The team’s communications director told the jury his former boss said he saw Tyler Skaggs snort opioids off a hotel menu in his room hours before he choked to death on his vomit.

FORT WORTH, Texas (CN) — The Los Angeles Angels’ communications director testified Monday his former boss told him he saw pitcher Tyler Skaggs snort three lines of drugs the night of his death, contradicting an earlier conversation about Skaggs choking on gummy bears instead.

Adam Chodzko took the stand on the fifth day of trial of former Angels staffer Eric Kay, who is accused of dealing opioids to Skaggs, 27, that resulted in his death on July 1, 2019, at a hotel in Southlake before a road game against the Texas Rangers.
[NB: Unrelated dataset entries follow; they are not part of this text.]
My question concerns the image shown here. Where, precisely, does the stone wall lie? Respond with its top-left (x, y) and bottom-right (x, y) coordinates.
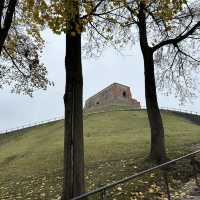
top-left (84, 83), bottom-right (141, 112)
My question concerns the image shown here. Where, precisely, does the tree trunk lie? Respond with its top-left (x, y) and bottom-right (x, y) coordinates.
top-left (62, 30), bottom-right (84, 200)
top-left (144, 51), bottom-right (166, 163)
top-left (138, 3), bottom-right (166, 163)
top-left (0, 0), bottom-right (17, 55)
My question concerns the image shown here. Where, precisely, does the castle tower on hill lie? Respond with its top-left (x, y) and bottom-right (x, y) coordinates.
top-left (84, 83), bottom-right (141, 112)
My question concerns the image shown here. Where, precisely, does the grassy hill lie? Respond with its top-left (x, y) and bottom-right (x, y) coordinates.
top-left (0, 110), bottom-right (200, 200)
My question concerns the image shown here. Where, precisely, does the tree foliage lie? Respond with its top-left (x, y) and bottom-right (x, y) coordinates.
top-left (0, 0), bottom-right (53, 96)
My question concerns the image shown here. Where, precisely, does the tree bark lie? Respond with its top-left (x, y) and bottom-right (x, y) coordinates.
top-left (62, 27), bottom-right (85, 200)
top-left (0, 0), bottom-right (17, 55)
top-left (138, 3), bottom-right (166, 163)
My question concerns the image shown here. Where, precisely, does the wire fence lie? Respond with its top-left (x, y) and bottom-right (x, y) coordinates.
top-left (71, 150), bottom-right (200, 200)
top-left (0, 116), bottom-right (64, 134)
top-left (0, 106), bottom-right (200, 134)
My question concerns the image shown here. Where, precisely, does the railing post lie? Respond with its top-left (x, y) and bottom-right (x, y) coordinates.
top-left (100, 189), bottom-right (106, 200)
top-left (163, 170), bottom-right (171, 200)
top-left (190, 156), bottom-right (200, 187)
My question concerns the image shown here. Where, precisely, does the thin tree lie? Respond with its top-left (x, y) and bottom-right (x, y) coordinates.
top-left (27, 0), bottom-right (105, 200)
top-left (0, 0), bottom-right (17, 55)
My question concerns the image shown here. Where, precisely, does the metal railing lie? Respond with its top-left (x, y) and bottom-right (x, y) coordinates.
top-left (71, 150), bottom-right (200, 200)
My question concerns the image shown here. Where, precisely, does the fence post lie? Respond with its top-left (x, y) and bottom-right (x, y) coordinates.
top-left (163, 169), bottom-right (171, 200)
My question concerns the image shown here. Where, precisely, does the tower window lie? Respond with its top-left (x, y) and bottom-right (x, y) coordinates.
top-left (122, 91), bottom-right (126, 97)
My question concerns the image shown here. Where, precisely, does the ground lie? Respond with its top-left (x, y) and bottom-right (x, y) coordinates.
top-left (0, 110), bottom-right (200, 200)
Kay, 47, faces up to 20 years in federal prison if convicted of conspiracy to distribute fentanyl and distribution of a controlled substance resulting in death. Prosecutors have argued Kay was the source of the drugs that killed Skaggs that night and that it was the fentanyl specifically that killed him. Kay’s attorneys have argued that Skaggs received opioids from other sources – including teammates – and that those drugs are what caused him to choke on his vomit and die.

Chodzko testified that Kay originally told him the day after Skaggs’ death a rumor that he died after choking on gummy bears. He told the court that a month later after the team returned to Anaheim, Kay appeared out of sorts and was sweating through his shirt during a gameday. He said Kay told him “he had something to needed to tell me” after accepting Chodzko’s offer to drive him home.

“He said he watched Tyler do the three lines,” Chodzko said.

Chodzko testified that Kay told him that he had declined a text message Skaggs sent him on the night of his death asking Kay to come to his room, but then later went anyway. He said Kay told him he saw the three lines of drugs on a hotel menu.

Tarrant County officials initially deemed the death accidental and said a mixture of ethanol, fentanyl and oxycodone were found in Skaggs’ body. Monday’s testimony comes three days after Dr. Marc Krouse, a pathologist with the Tarrant County Medical Examiner’s Office, declined to say the fentanyl is what definitively killed Skaggs. Krouse testified as a prosecution witness, but his refusal to pin the death on fentanyl alone played into the defense’s hands. Krouse testified the fentanyl only made the death a “greater probability.”

During opening arguments Feb. 8, defense attorneys claimed Skaggs also received pink pills of Percocet from teammate Matt Harvey. They claim Kay witnessed Skaggs snorted a pink powder of Percocet before he died.

The trial is expected to last two weeks. Kay reportedly rejected a plea bargain on the eve of trial.